Bringing the subject to life became his artistic calling throughout his career.
In 1979, Rhoden set to work on a monumental statue of Frederick Douglass, commissioned by Lincoln University, the first degree-granting historically Black college in the United States. New to the Winterthur collection, his wax study, or maquette, also dates from the Lincoln University commission. It presents Douglass as speaking, highlighting how his voice was a crucial element in the abolitionist movement and the fight for racial equality.

This version and the final full-length statue of Douglass, installed in 1989 at Lincoln University, represent rare instances when Rhoden took up a historical narrative in his sculpture. Another, his bronze work, The Slave Ship (1989, Pennsylvania Academy of the Fine Arts), portrays the Middle Passage, the forced voyage of enslaved Africans across the Atlantic Ocean to the Americas. Both subjects represent effective and galvanizing images for artists of the African diaspora.

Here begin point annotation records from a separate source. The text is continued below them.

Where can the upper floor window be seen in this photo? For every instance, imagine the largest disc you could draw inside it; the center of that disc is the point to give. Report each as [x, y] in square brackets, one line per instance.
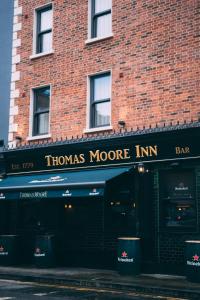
[100, 96]
[101, 19]
[41, 101]
[44, 30]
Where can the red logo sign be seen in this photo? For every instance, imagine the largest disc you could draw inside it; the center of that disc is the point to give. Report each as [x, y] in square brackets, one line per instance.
[37, 250]
[124, 254]
[195, 257]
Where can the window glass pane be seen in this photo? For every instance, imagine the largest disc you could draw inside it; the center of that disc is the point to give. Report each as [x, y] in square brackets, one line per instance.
[46, 20]
[102, 114]
[43, 123]
[42, 99]
[46, 42]
[104, 26]
[102, 5]
[102, 87]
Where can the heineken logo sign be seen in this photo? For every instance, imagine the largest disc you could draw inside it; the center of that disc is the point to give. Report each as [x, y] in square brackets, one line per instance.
[39, 253]
[195, 261]
[124, 257]
[3, 252]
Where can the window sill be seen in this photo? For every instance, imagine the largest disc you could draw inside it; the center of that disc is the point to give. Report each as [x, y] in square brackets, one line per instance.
[34, 56]
[98, 39]
[39, 137]
[97, 129]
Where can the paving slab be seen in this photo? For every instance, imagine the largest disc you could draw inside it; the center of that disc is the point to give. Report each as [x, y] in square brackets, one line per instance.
[159, 284]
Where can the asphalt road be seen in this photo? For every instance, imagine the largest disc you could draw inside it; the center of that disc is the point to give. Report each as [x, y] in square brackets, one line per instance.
[11, 290]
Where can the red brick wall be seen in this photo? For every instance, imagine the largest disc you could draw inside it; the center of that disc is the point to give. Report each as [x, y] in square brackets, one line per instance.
[153, 55]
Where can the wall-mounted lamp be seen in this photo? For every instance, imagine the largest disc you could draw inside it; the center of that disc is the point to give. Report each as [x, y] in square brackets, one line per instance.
[121, 123]
[141, 168]
[18, 139]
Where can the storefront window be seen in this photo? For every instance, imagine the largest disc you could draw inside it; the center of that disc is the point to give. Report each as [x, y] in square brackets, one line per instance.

Currently on display in Winterthur’s first-floor gallery, Conversations with the Collection, the wax maquette appears near paintings featuring the Peale family in the exhibit The Peale Painters: Global Perspectives in the Winterthur Collection. One large-scale painting, The Edward Lloyd Family by Charles Willson Peale, represents the Lloyd family’s home, Wye Plantation, in Talbot County, Maryland. Douglass, who was enslaved there, recalled the home in his third autobiography, The Life and Times of Frederick Douglass, as the “’great house’ with all its pictures within and pillars without.”[2] While Douglass describes how essential goods and basic housing were denied to the enslaved people of Wye, Peale captures the Lloyd family’s display of wealth through their land, clothing, and jewelry.

Despite the many challenges he faced as a Black man coming of age in Appalachia in the American South in the 1930s, Rhoden went on to become an award-winning sculptor who traveled, studied, and exhibited in museums and galleries around the world. In addition to being awarded fellowships from the Rockefeller and Guggenheim foundations, Rhoden was the first African American visual arts fellow at the American Academy in Rome.
1 “A Visit with John Rhoden,” Topic Magazine, no. 5, special issue, The Negro in the American Arts (1966), 28–29.
2 Frederick Douglass, The Life and Times of Frederick Douglass (Hartford: Park Publishing Company, 1881), 88.